Kathy sat in the classroom with 42 teenagers staring—transfixed by her words. Eyes closed, she breathed fully in a mini-meditation. Blinking back to that honest page, we heard the last line like rhyming knives: “But I still love him/ even though just once we were we/ after all he/ the father of me.”
Exasperated by disempowerment in traditional schools, I taught 9th graders mindfulness through literature. We couldn’t watch movies, attend field trips, or even do yoga. So, I assigned passages and prompts related to Eastern philosophies (cleverly Common Core-aligned) to improve self-awareness in students from a city allocating more funds to incarceration than learning. The Yoga and Mindful Literature Initiative for Girls manifested when Kathy (with newspaper taped to the door’s window so no administration could see) wrote her very first poem on something she had never before verbalized—her dad raped her at age 4.
YoGirls Program was born out of new life’s most poignant paradigm—echoing trauma and profound hope. What is it about the freedom to read and write that encourages my girls to heal? Is mindful literature responsible for the award-winning test scores they achieve every year? I took my research to Harvard and incorporated as an NYC non-profit: Not your average yoga for kids, we use empowering texts and asana practice to foster academic achievement, physical fitness, and socioemotional resilience in at-risk girls.
At Virayoga, YoGirls Program grew when we added actual yoga and our girls themselves became living, moving, breathing chapters in a transformative text—definitely the kicking and (joyful) screaming phase! But what about their aunts, mothers, grandmas? Yoga is a $10-billion, 82% female-driven industry, but culturally non-diverse and expensive studios mean 39% of practitioners stay at home. How can we empower women of all ages and backgrounds?

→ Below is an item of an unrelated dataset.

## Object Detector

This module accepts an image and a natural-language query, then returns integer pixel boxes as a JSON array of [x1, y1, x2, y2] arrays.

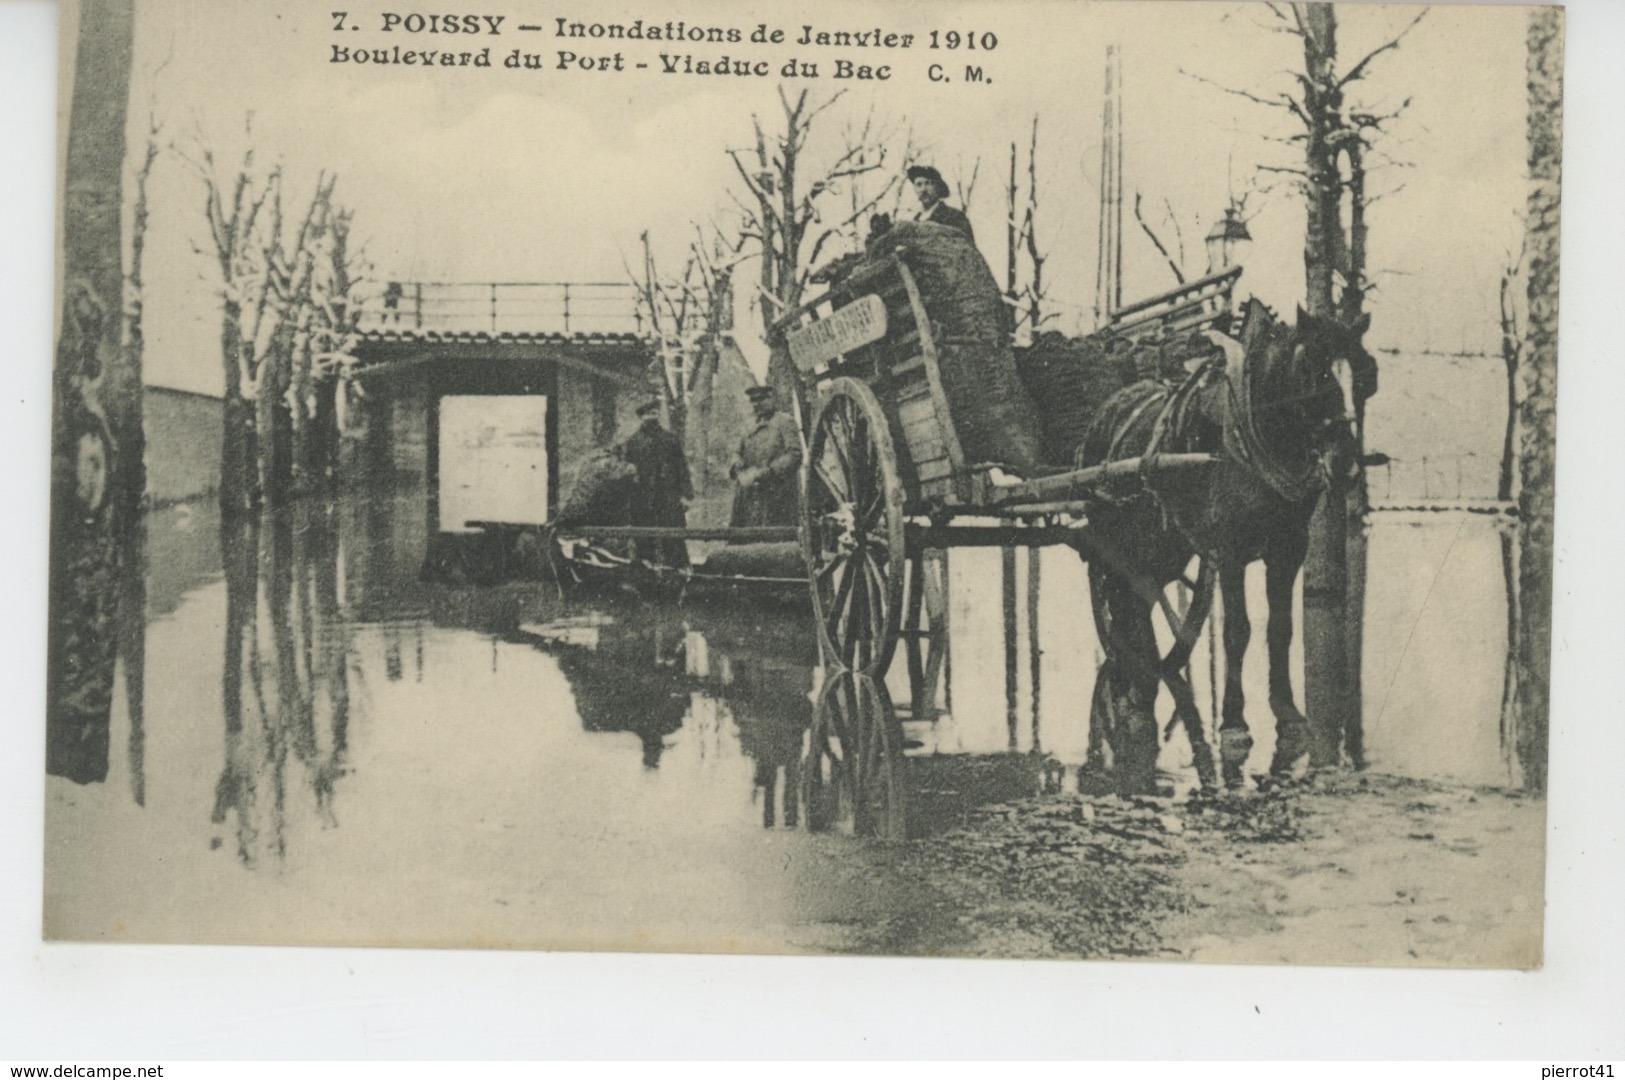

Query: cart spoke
[[831, 405, 860, 490], [857, 490, 887, 531], [845, 556, 868, 668], [824, 557, 856, 639], [859, 552, 889, 654], [849, 412, 873, 499], [812, 455, 850, 505], [845, 558, 871, 662]]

Now 5, YoGirls Program has a big sister (SHAKTIBARRE Women’s Collective). Every morning I recall Kathy and now, her children. Her bravery and truth at such a tender age underscore our social responsibility to close gender gaps by doing everything we can to holistically educate communities of women. Not by superimposing our ideals onto them—what youth ever responded well to that? Instead, by listening. By meeting young adults where they are, and moving forward from there. Such is the possibility of books, yoga, and the first words—an unpoetic, real promise—spoken eloquently by a girl from disadvantaged beginnings to her global sisters.